Application of Derivatives Test - 61

Consider the given expression.

$${{x}^{4}}+{{y}^{4}}={{a}^{4}}$$

 Let the point on the curve be $$M\left( {{x}_{0}},{{y}_{0}} \right)$$.

 Therefore,

$$x_{0}^{4}+x_{0}^{4}={{a}^{4}}$$

 Differentiate the expression given in the question with respect to $$x$$.

$$ {{x}^{4}}+{{y}^{4}}={{a}^{4}} $$

$$ 4{{x}^{3}}+4{{y}^{3}}\dfrac{dy}{dx}=0 $$

$$ \dfrac{dy}{dx}=-\dfrac{{{x}^{3}}}{{{y}^{3}}} $$

 So, at the point $$M$$, the slope is,

$$\Rightarrow -\dfrac{x_{0}^{3}}{y_{0}^{3}}$$

 Therefore, equation of the tangent is,

$$\begin{align}

$$ y-{{y}_{0}}=-\dfrac{x_{0}^{3}}{y_{0}^{3}}\left( x-{{x}_{0}} \right) $$

$$ yy_{0}^{3}-y_{0}^{4}=-x_{0}^{3}x+x_{0}^{4} $$

\end{align}$$

 Let $$p$$ and $$q$$ be the $$x$$ and $$y$$ intercept, respectively. So, at $$x$$ intercept,

$$ -y_{0}^{4}=-x_{0}^{3}p+x_{0}^{4} $$

$$ x_{0}^{3}p=x_{0}^{4}+y_{0}^{4} $$

$$ p=\dfrac{x_{0}^{4}+y_{0}^{4}}{x_{0}^{3}} $$

$$ p=\dfrac{{{a}^{4}}}{x_{0}^{3}} $$

 Similarly,

$$q=\dfrac{{{a}^{4}}}{y_{0}^{3}}$$

 Now, calculate the value of $${{p}^{-4/3}}+{{q}^{-4/3}}$$.

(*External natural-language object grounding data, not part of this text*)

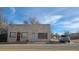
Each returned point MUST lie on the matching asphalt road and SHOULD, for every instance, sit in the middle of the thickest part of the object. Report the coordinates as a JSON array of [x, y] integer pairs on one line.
[[39, 47]]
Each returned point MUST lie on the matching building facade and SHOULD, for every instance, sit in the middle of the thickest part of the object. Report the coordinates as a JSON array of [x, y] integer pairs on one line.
[[30, 32]]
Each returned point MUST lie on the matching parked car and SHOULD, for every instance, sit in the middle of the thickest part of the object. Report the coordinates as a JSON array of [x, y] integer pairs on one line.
[[64, 39]]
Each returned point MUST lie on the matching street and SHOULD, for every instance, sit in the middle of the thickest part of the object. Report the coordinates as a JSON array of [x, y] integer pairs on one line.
[[39, 47]]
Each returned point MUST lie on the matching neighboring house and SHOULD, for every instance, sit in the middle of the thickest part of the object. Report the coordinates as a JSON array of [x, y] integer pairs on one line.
[[31, 32]]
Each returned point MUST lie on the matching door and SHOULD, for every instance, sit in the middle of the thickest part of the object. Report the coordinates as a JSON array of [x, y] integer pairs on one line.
[[34, 37], [18, 36]]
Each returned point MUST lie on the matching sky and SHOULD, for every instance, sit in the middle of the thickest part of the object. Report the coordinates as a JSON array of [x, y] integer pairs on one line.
[[61, 19]]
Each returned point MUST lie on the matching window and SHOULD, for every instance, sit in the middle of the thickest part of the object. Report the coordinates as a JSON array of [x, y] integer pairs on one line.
[[13, 34], [24, 35], [42, 36]]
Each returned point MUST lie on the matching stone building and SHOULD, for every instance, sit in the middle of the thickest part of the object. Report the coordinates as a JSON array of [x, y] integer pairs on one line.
[[31, 32]]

$$ ={{\left( \dfrac{{{a}^{4}}}{x_{0}^{3}} \right)}^{-4/3}}+{{\left( \dfrac{{{a}^{4}}}{y_{0}^{3}} \right)}^{-4/3}} $$

$$ ={{\left( \dfrac{x_{0}^{3}}{{{a}^{4}}} \right)}^{4/3}}+{{\left( \dfrac{y_{0}^{3}}{{{a}^{4}}} \right)}^{4/3}} $$

$$ =\left( \dfrac{x_{0}^{4}}{{{a}^{16/3}}} \right)+\left( \dfrac{y_{0}^{4}}{{{a}^{16/3}}} \right) $$

$$ =\dfrac{x_{0}^{4}+y_{0}^{4}}{{{a}^{16/3}}} $$

$$ =\dfrac{{{a}^{4}}}{{{a}^{16/3}}} $$

$$ ={{a}^{-4/3}} $$

 Hence, this is the required result.